Deirdre Ryan was born 1 June 1982. She tried several sports as a child, including basketball, hockey, swimming, soccer, and gymnastics. At the age of eight, she joined Dundrum South Dublin Athletics Club. She first tried the high jump when she was around 13 years old. She also performed the long jump and ran the hurdles.

Her first international competition was the 1999 World Youth Championships in Poland. Ryan competed in the high jump and finished in ninth place.

Ryan had a stress fracture in 2003.

She finished thirteenth at the 2006 European Championships. She also competed at the 1999 World Youth Championships, the 2002 European Indoor Championships, the 2007 European Indoor Championships, the 2009 European Indoor Championships, the 2009 World Championships and the 2010 World Indoor Championships.
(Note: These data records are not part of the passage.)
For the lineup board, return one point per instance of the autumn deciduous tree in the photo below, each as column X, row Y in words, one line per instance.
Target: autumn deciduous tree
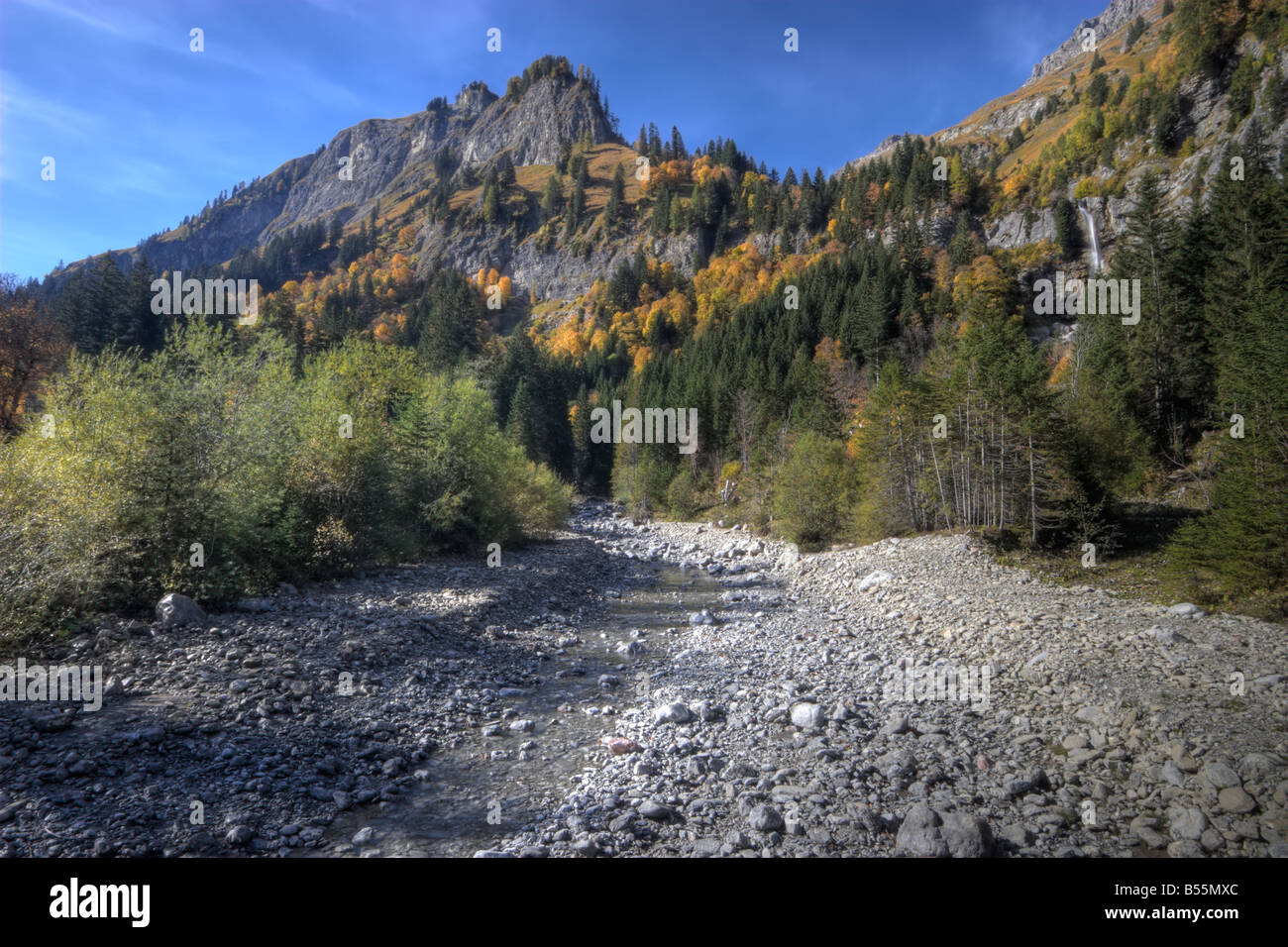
column 30, row 348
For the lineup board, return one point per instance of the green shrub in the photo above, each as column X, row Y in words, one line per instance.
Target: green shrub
column 811, row 493
column 681, row 496
column 210, row 471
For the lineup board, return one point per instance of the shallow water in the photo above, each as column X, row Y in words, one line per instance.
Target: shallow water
column 472, row 801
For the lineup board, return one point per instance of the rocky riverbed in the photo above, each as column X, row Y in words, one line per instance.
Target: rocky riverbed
column 666, row 689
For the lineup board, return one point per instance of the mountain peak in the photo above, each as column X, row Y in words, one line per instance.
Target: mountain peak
column 1116, row 16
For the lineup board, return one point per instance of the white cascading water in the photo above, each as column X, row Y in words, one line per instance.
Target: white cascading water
column 1095, row 241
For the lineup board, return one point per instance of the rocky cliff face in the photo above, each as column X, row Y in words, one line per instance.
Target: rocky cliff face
column 382, row 158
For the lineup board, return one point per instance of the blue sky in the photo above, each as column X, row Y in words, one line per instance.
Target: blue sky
column 143, row 131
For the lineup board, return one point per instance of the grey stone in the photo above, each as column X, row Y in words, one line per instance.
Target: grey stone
column 179, row 609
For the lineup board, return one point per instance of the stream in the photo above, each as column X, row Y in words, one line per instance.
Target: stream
column 475, row 795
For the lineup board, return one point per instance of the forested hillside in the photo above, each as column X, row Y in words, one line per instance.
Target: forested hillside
column 864, row 351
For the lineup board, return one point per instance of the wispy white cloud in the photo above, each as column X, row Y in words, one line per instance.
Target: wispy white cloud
column 21, row 103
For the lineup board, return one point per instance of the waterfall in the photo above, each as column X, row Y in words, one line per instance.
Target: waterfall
column 1095, row 243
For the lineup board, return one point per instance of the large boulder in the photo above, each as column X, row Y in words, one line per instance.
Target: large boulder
column 179, row 609
column 928, row 834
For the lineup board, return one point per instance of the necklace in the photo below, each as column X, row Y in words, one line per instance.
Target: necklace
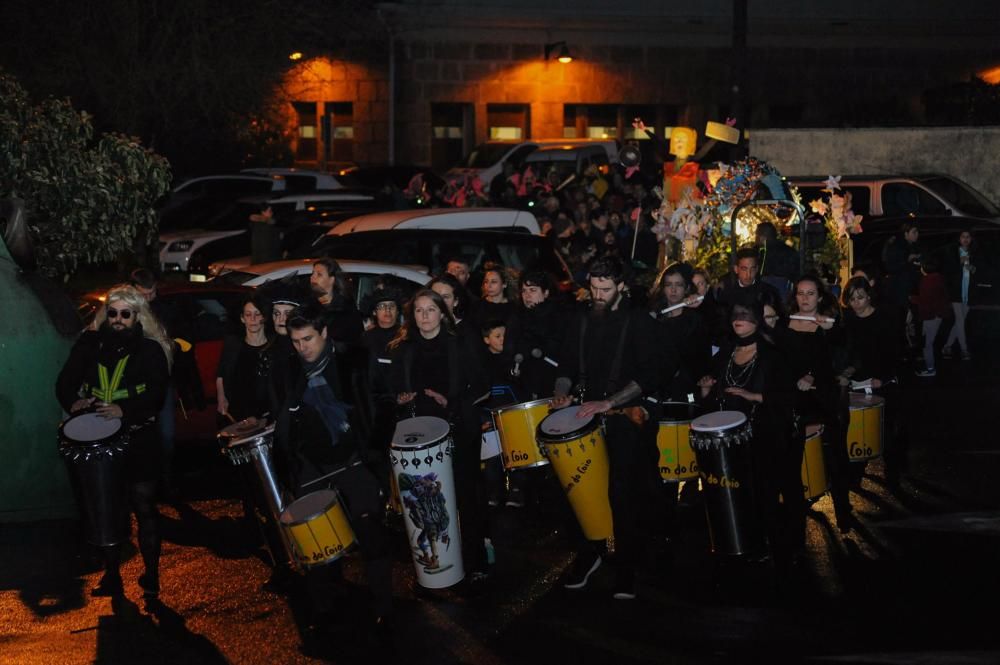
column 738, row 376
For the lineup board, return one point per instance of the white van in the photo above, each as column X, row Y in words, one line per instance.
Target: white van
column 445, row 219
column 487, row 159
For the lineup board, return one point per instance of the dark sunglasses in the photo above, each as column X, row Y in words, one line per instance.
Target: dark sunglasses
column 125, row 314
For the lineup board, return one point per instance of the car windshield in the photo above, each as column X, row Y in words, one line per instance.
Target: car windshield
column 485, row 155
column 962, row 196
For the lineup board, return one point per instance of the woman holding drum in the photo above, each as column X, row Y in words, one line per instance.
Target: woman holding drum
column 809, row 337
column 438, row 373
column 874, row 356
column 752, row 379
column 114, row 382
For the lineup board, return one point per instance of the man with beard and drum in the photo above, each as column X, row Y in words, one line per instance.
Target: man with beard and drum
column 317, row 437
column 611, row 361
column 121, row 371
column 684, row 333
column 439, row 373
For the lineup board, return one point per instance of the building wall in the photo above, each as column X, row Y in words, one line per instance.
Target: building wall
column 799, row 71
column 969, row 153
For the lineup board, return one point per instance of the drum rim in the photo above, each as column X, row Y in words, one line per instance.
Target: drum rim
column 527, row 466
column 428, row 444
column 306, row 520
column 523, row 406
column 67, row 440
column 719, row 431
column 868, row 402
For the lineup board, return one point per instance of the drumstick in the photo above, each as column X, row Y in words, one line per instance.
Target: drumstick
column 813, row 319
column 681, row 304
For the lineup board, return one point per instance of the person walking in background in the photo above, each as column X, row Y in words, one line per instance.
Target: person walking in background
column 932, row 307
column 959, row 266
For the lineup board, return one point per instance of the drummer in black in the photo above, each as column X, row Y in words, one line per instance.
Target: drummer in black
column 750, row 376
column 121, row 370
column 317, row 438
column 438, row 372
column 610, row 361
column 683, row 333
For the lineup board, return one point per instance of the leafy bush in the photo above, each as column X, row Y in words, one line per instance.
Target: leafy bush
column 88, row 200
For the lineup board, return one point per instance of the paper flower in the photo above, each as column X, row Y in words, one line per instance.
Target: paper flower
column 818, row 207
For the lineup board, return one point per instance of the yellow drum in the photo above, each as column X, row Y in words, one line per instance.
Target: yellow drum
column 815, row 480
column 318, row 528
column 576, row 449
column 516, row 425
column 864, row 434
column 677, row 461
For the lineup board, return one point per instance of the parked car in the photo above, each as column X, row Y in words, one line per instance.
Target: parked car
column 227, row 234
column 442, row 219
column 487, row 159
column 196, row 201
column 936, row 233
column 399, row 175
column 568, row 160
column 363, row 274
column 901, row 195
column 431, row 248
column 301, row 180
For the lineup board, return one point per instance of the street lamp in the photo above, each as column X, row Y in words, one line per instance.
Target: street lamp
column 561, row 52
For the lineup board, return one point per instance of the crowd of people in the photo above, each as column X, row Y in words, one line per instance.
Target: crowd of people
column 335, row 380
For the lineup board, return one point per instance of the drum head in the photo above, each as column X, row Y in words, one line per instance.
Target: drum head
column 678, row 412
column 564, row 423
column 419, row 432
column 309, row 506
column 245, row 429
column 718, row 421
column 90, row 427
column 865, row 401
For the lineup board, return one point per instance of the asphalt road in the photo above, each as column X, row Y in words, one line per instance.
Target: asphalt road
column 916, row 583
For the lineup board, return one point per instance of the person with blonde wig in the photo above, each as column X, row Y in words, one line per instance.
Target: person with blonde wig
column 120, row 369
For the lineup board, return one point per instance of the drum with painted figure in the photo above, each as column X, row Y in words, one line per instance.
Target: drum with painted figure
column 864, row 433
column 721, row 442
column 815, row 479
column 94, row 448
column 576, row 449
column 318, row 528
column 677, row 459
column 517, row 426
column 420, row 452
column 248, row 445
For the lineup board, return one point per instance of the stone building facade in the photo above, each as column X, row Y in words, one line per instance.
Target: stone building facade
column 453, row 74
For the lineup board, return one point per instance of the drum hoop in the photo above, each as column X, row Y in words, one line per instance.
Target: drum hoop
column 424, row 446
column 305, row 520
column 522, row 406
column 724, row 429
column 869, row 402
column 110, row 438
column 589, row 428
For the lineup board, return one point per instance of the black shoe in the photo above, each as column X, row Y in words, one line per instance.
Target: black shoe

In January 2009, she achieved a personal best jump of 1.93 metres indoors in Leverkusen. She started the 2011 season by tearing ligaments in both of her feet. She started training full-time in Leverkusen, Germany in 2009 under Gerd Osenberg. In August 2011 she jumped 1.95 metres outdoors to place sixth in her heat at the 2011 World Championships in Athletics in Daegu, South Korea, which also qualified her for the final. This height set a new Irish record and was the A-standard qualifying for the 2012 Olympic Games. In the final, Ryan finished in joint-sixth position (fifth after competitor disqualification).

She missed three weeks of training when she sprained her ankle in January 2012. In the London Olympic Games, Ryan successfully cleared 1.80m in her first attempt and 1.85m in two attempts, but failed to clear 1.90m. She clipped the bar with her feet on the first attempt, jumped from a poor location on the second attempt, and parallel planted on the third attempt. She did not advance to the finals.

She no longer competitively high jumps.